Whisky, gin and juniper


Uisge beatha is just the Gaelic name for whisky – right?  Well, not exactly.  The truth is that while uisge (meaning water) is probably the source of the word ‘whisky’ – and uisge beatha (water of life) was certainly a distilled spirit usually made from barley, it probably did not taste much like whisky as we understand it today.  We don’t actually ‘know’ what it tasted like, because none survives, but the vast majority would have been consumed young, soon after it had been made.  The Museum of Islay Life in Port Charlotte has an illicit still on display (see picture).   Much of the new make spirit from stills like this would probably have been stored in clay jars rather than wooden casks anyway.

Modern day Scotch whisky however, has to have been matured in an oak cask for at least three years before it can even legally be called whisky – and of course that time in the cask imparts a huge amount of colour, flavour and character to the spirit.  Without that maturation process, uisge beatha would have been a very different drink.

There are some historical references which suggest that it was infused with herbs to make it more palatable, to give it more flavour and character – in other words uisge beatha was closer to gin.  Our X4, a quadruple distilled un-aged new-make spirit was not uisge beatha, but it was a nod in that direction.  An acknowledgement of history.

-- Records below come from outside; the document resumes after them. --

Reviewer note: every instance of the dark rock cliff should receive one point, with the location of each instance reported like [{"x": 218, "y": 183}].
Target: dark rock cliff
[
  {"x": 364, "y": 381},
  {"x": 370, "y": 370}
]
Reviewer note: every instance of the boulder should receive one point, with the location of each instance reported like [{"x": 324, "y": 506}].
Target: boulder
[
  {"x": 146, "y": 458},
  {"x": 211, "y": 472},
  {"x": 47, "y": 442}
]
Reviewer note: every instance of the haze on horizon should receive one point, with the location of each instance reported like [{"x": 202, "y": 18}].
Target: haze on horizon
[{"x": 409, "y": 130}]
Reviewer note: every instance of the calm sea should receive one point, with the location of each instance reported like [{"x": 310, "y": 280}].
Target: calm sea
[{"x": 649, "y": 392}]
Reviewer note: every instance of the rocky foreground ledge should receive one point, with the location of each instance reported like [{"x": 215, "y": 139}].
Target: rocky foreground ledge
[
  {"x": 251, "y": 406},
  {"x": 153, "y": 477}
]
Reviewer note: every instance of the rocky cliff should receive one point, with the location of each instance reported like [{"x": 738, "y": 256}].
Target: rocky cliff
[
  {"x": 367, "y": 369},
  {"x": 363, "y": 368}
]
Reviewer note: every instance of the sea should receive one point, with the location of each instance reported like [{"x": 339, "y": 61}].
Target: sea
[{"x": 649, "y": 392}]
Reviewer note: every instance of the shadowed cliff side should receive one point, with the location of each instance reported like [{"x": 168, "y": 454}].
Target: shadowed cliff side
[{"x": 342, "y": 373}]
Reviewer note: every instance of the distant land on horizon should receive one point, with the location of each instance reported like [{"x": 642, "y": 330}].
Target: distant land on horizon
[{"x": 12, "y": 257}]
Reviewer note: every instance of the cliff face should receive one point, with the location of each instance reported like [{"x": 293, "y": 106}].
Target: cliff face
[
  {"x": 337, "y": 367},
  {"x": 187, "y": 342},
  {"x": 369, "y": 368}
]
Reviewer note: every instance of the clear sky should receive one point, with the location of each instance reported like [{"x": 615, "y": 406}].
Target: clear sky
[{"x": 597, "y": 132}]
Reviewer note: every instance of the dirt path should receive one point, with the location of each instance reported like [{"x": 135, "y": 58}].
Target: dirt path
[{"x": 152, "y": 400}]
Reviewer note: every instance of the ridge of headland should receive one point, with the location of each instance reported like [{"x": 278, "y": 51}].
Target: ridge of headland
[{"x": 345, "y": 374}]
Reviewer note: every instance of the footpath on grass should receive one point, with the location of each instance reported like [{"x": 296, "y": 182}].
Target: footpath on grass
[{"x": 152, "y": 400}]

Whisky, gin and juniperThere are other gin-like connections too.  At one time, wild juniper was common throughout much of Scotland.  It was perfectly suited to the climate and soil types that developed in the highlands and islands after the last ice age.  Sadly, it has now all but disappeared.  Why is this?  Well the reasons are complicated, but in the 18th century, the illicit distillers who populated the countryside in their thousands were trying to evade the excise man – and they needed a fuel that burnt clean and hot with little smoke.  Juniper was perfect, burning with a clean, smokeless flame so was exactly what they needed to avoid detection.  The juniper berries too must have been attractive as a flavour enhancer.  So all the juniper was quickly used up.  Sadly, it was not able to regenerate either, because of the march of the sheep over the glens as people were pushed off the land during the Highland Clearances to make way for the profitable ‘woolly maggots’ that still polka dot our hillsides to this day.  Juniper cannot survive being heavily grazed – and so now only a few  juniper bushes cling precariously to inhospitable cliffs where even the wild goats find it hard to get to them.
So, indirectly, uisge beatha made a contribution to changing the face of the Scottish countryside in that it was probably one of the causes of the demise of juniper, one our our best-loved and most useful native plants.  Maybe it is time that modern whisky companies started to think about how we might work towards bringing it back?